Je suis donc resté un peu sur le bord de la route à voir tous ces gens s’étriper pendant 600 pages, à tomber l’un après l’autre, chaque mort perdant en intensité à force de les accumuler, ce qui fait que certains personnages importants ont cassé leur pipe sous mon œil indifférent, blasé d’avoir déjà vu x autres protagonistes se faire dézinguer. D’autant plus que ceux qui meurent sont ceux dont on s’attend à ce qu’ils meurent, on y était préparé et l’émotion s’en trouve diminuée d’autant. C’est le drame de la fantasy classique, et de tout genre ou œuvre qui s’inscrit dans le classicisme, on sait dès le départ qui va mourir parmi les archétypes convoqués (i.e. dans Star Wars, le grand méchant Palpatine, le mentor Yoda, le renégat Vador, y a des professions comme ça dont tu sais que leur incarnation ne verra pas le bout de l’histoire) et plus ou moins dans quelles circonstances vu que ce sont toujours un peu les mêmes scènes et les mêmes topoi. Et là, on les a tous, jusqu’au cavalier qui se prend une flèche, tombe de cheval et se fait traîner à travers le champ de bataille par sa monture avec un pied coincé dans l’étrier, cliché vu dans trois mille films, séries et romans.

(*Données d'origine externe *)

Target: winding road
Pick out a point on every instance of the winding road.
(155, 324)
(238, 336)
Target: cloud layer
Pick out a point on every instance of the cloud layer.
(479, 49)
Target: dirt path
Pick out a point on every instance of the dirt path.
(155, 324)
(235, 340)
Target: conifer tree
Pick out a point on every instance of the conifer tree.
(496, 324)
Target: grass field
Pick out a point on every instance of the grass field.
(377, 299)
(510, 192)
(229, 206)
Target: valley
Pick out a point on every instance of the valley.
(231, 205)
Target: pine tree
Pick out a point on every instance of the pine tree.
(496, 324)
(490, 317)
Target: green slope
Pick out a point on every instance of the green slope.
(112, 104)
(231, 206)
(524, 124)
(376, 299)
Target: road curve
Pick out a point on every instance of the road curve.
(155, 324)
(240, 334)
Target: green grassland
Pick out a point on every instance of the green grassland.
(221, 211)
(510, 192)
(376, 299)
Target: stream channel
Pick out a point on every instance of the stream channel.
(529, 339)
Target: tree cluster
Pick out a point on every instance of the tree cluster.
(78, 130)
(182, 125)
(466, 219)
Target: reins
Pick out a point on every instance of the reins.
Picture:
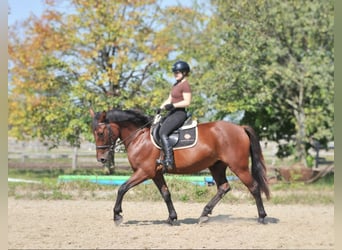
(112, 145)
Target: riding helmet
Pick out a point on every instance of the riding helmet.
(181, 66)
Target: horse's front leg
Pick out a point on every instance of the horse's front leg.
(159, 180)
(134, 180)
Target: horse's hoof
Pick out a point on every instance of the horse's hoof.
(171, 221)
(118, 220)
(262, 221)
(203, 219)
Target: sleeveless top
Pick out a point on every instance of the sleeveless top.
(178, 89)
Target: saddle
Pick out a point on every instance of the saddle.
(183, 137)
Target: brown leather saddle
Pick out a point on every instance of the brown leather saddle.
(184, 137)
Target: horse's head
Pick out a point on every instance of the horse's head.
(105, 135)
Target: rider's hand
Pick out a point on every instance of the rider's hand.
(169, 106)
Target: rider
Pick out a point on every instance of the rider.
(178, 99)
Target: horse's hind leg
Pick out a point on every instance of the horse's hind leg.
(218, 171)
(253, 187)
(159, 180)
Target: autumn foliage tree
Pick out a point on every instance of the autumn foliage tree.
(273, 60)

Après, en dépit de choix d’écriture discutables, Fureur fait son taf et propose une fin satisfaisante en tant que terminus. Le tome est censé terminer l’histoire, il conclut son récit. Il est censé mettre en scène l’affrontement final, il raconte la bataille ultime. Il est censé offrir de l’action, il en déborde. Il est censé apporter à chaque protagoniste le terme de sa trajectoire, on saura ce qu’il advient de chacun (y compris des personnages mineurs dont le sort aurait pu se régler en une ellipse). Il fait ce qu’il est censé faire, donc il remplit son contrat auprès du lecteur. Ce sera au niveau des attentes annexes (intrigue, personnages, rythme, originalité…) que chacun y trouvera ou pas son compte à l’arrivée. Soit une conclusion honnête pour la saga, pas la conclusion telle que j’aurais voulu la voir écrite, mais comme disait Mick Jagger, “you can’t always get what you want”.